Autorstwa nieznany/unknown – Poznaj Warszawę. Żoliborz, Krajowe Wydawnictwo Czasopism RSW „Prasa”, Warszawa 1970, p. 133, Domena publiczna, https://commons.wikimedia.org/w/index.php?curid=66283161

Założenie urbanistyczne zwane Żoliborzem Oficerskim to miejsce niezwykle ciekawe, wybijające się nie tylko na terenie Żoliborza, ale i całej Warszawy. Jego niezwykłość wynika nie tylko z pełnych uroku nawiązań do idei miasta-ogrodu Ebenezera Howarda, ale i z architektury poszczególnych willi i domów, będących manifestacją ducha oraz przekonań oficerów Wojska Polskiego lat 20. i 30. XX wieku. Można by nawet powiedzieć, że Żoliborz Oficerski jest miejscem, gdzie przy pewnej dozie wyobraźni można poczuć się gościem elit polskiej armii II Rzeczpospolitej. Choć nie tylko elit.

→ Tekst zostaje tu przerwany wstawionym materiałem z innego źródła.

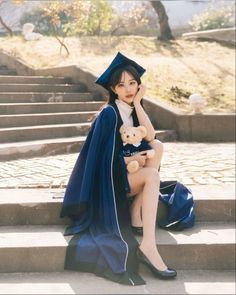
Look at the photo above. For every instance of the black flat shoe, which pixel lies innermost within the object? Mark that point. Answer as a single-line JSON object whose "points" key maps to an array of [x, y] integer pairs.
{"points": [[167, 274], [137, 230]]}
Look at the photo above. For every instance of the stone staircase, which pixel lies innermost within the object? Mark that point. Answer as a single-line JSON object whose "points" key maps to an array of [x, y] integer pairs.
{"points": [[42, 116], [32, 248]]}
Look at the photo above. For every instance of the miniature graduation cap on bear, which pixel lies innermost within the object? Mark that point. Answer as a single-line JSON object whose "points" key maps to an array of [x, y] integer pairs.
{"points": [[119, 61]]}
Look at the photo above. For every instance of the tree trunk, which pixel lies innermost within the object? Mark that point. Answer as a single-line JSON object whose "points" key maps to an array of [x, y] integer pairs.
{"points": [[9, 30], [165, 31]]}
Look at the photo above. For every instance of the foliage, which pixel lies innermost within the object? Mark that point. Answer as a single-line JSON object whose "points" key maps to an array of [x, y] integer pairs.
{"points": [[72, 17], [214, 18], [136, 17]]}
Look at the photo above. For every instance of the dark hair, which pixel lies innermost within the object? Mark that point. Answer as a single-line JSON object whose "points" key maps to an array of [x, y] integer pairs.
{"points": [[116, 77]]}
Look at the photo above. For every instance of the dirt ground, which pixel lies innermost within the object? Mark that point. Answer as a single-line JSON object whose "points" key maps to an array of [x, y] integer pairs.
{"points": [[174, 70]]}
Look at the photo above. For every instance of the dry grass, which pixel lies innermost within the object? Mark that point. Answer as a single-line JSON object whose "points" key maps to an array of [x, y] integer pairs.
{"points": [[174, 70]]}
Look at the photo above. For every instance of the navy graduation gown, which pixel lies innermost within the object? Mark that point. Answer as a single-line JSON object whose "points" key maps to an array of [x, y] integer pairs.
{"points": [[95, 200]]}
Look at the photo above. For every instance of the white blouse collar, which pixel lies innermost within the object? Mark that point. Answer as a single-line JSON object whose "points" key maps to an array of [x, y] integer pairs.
{"points": [[126, 108]]}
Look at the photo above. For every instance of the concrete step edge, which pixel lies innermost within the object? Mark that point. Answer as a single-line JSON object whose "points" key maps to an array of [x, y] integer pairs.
{"points": [[38, 104], [200, 282], [209, 233], [44, 126]]}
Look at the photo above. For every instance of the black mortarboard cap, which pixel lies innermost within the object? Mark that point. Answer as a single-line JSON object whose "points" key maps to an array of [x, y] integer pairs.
{"points": [[119, 61]]}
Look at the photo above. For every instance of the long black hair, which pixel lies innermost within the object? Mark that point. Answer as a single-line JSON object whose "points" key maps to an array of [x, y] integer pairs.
{"points": [[116, 78]]}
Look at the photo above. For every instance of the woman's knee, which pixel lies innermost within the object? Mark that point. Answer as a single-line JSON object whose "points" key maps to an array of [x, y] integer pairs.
{"points": [[151, 174], [158, 146]]}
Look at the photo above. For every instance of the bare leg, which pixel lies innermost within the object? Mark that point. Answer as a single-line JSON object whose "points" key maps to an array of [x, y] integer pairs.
{"points": [[135, 209], [146, 181]]}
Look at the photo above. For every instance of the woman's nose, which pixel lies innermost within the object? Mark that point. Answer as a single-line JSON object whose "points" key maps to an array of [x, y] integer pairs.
{"points": [[127, 88]]}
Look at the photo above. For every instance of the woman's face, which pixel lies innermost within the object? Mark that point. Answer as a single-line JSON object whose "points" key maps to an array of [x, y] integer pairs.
{"points": [[127, 88]]}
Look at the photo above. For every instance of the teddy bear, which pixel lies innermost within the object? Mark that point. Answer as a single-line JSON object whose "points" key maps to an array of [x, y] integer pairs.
{"points": [[134, 143]]}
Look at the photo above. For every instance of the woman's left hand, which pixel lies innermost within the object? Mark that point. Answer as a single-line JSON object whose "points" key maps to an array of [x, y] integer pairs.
{"points": [[140, 93]]}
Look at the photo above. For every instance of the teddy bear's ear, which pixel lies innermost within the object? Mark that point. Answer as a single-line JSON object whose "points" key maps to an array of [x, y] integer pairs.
{"points": [[143, 130], [122, 128]]}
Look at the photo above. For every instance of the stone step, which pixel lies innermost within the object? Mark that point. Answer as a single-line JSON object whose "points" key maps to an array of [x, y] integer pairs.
{"points": [[43, 132], [56, 146], [59, 107], [43, 248], [40, 148], [33, 80], [25, 97], [42, 206], [200, 282], [7, 121], [42, 88], [7, 72]]}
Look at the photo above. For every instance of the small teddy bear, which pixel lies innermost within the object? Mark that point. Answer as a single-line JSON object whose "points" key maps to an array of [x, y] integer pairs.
{"points": [[134, 143]]}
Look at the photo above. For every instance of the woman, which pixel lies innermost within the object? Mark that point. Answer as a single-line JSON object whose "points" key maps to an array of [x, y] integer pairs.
{"points": [[96, 198]]}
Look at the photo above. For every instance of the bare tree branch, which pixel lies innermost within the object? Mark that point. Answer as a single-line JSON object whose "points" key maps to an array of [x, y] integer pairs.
{"points": [[165, 31]]}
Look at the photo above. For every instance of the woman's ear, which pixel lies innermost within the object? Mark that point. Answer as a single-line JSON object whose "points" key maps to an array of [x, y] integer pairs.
{"points": [[112, 88]]}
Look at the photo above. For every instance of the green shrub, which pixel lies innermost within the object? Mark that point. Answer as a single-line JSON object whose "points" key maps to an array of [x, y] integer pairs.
{"points": [[214, 18]]}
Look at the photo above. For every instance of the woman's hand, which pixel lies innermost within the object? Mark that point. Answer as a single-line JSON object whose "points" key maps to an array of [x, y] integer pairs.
{"points": [[140, 93], [140, 157]]}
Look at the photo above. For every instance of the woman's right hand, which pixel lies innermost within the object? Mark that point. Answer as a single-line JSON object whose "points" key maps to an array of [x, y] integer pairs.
{"points": [[140, 157]]}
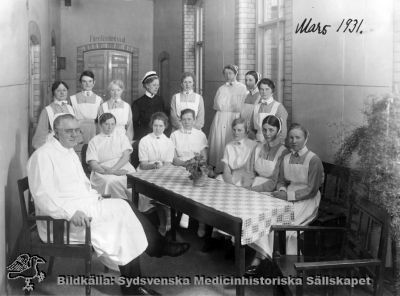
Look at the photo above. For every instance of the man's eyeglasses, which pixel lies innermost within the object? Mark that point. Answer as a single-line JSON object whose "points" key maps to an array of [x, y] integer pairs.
{"points": [[70, 131]]}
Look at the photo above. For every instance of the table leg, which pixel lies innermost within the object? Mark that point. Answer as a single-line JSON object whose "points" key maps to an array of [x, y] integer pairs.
{"points": [[239, 263], [135, 196], [173, 224]]}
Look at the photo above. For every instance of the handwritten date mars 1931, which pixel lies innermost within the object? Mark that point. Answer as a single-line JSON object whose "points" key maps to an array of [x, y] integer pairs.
{"points": [[347, 25]]}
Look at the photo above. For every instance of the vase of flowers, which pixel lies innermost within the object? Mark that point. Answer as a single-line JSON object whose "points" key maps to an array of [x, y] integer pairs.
{"points": [[198, 169]]}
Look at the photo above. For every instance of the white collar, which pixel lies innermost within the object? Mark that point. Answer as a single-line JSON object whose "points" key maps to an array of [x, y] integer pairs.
{"points": [[241, 142], [149, 95], [87, 93], [56, 143], [230, 83], [185, 131], [302, 151], [63, 102], [253, 91], [187, 92], [153, 135]]}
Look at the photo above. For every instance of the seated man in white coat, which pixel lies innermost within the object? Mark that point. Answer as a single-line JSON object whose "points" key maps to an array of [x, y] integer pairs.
{"points": [[61, 189]]}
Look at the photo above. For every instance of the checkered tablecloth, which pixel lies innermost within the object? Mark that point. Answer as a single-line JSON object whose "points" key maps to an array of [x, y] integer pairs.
{"points": [[257, 211]]}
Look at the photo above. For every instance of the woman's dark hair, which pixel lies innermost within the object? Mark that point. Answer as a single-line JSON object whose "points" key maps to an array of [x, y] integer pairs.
{"points": [[254, 74], [159, 116], [272, 120], [191, 111], [187, 74], [87, 73], [240, 120], [300, 127], [268, 82], [106, 116], [232, 67], [56, 84]]}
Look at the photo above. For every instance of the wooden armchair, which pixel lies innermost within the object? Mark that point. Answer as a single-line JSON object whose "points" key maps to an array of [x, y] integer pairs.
{"points": [[334, 196], [363, 253], [57, 243]]}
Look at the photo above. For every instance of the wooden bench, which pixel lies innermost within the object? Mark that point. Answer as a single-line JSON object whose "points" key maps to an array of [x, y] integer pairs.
{"points": [[362, 253]]}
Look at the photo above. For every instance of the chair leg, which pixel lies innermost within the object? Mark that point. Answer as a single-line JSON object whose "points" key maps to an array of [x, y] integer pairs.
{"points": [[88, 270], [51, 264]]}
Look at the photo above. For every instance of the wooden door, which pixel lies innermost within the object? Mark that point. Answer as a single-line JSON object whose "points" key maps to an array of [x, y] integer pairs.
{"points": [[108, 65]]}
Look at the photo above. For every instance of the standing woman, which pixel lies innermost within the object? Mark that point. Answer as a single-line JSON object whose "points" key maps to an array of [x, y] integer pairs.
{"points": [[120, 109], [86, 106], [268, 106], [252, 97], [155, 151], [44, 129], [108, 157], [265, 162], [187, 99], [148, 104], [228, 102], [300, 177]]}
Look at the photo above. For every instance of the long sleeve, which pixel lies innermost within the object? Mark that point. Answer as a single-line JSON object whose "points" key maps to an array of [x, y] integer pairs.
{"points": [[272, 182], [315, 176], [200, 115], [174, 117], [45, 193], [282, 182], [42, 130], [282, 113], [129, 126]]}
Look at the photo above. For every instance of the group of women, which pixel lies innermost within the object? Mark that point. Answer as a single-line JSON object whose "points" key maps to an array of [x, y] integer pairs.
{"points": [[246, 143]]}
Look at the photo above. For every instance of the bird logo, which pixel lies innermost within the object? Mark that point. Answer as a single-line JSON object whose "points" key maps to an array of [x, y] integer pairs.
{"points": [[26, 267]]}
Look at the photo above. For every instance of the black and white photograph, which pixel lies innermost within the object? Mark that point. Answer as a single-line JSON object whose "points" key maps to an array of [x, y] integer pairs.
{"points": [[200, 147]]}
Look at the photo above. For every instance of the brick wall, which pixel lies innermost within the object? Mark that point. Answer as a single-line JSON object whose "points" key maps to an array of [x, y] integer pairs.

Historia rozpoczyna się po odzyskaniu przez Polskę niepodległości i uzyskaniu przez Warszawę statusu stolicy. Wtedy to do miasta zaczęli przybywać żołnierze, którzy mieli pełnić tu rozmaite funkcje urzędnicze i zaistniała potrzeba przydzielenia im kwater. Wiele mieszkań było już zajętych, m.in. przez uciekających z Rosji Sowieckiej białoarmistów, a także innych uciekinierów, były więc problemy z zakwaterowaniem, szczególnie całych rodzin. Józef Piłsudski, chcąc pomóc rozwiązać sytuację, w której znaleźli się również i jego niedawni towarzysze broni, nakazał poszukanie odpowiedniego sposobu by zaradzić problemowi. Okazało się, że najlepiej będzie stworzyć spółdzielnię mieszkaniowo-budowlaną. Sam zapisał się do niej i miał legitymację nr 265 na około 300 wydanych dla tej lokalizacji. Zapisy ruszyły w maju 1922 roku, a członkami byli m.in.: Marian Kukiel, Władysław Bortnowski, Józef Haller, Stefan Rowecki, Władysław Anders, Stanisław Sosabowski, Lucjan Żeligowski. Mieszkali tu również żołnierze poeci: Artur Oppman, Władysław Broniewski. Co ciekawe, ulica Czarnieckiego na początku, tj. do lat 30. nazywała Sosnkowskiego, ponieważ ówczesny minister spraw wojskowych był wielkim propagatorem spółdzielczości wśród żołnierzy, wspierał także bardzo mocno budowę dzielnicy. Innego bohatera, a zarazem mieszkańca osiedla, upamiętnia ulica Kaniowska, mianowicie Józefa Hallera, który walczył pod Kaniowem. Józef Piłsudski tu ostatecznie nie zamieszkał, dostał bowiem w prezencie dworek Milusin w Sulejówku, co było dla niego szczęśliwym trafem, ponieważ budowano domy w kolejności wydawanych nr legitymacji.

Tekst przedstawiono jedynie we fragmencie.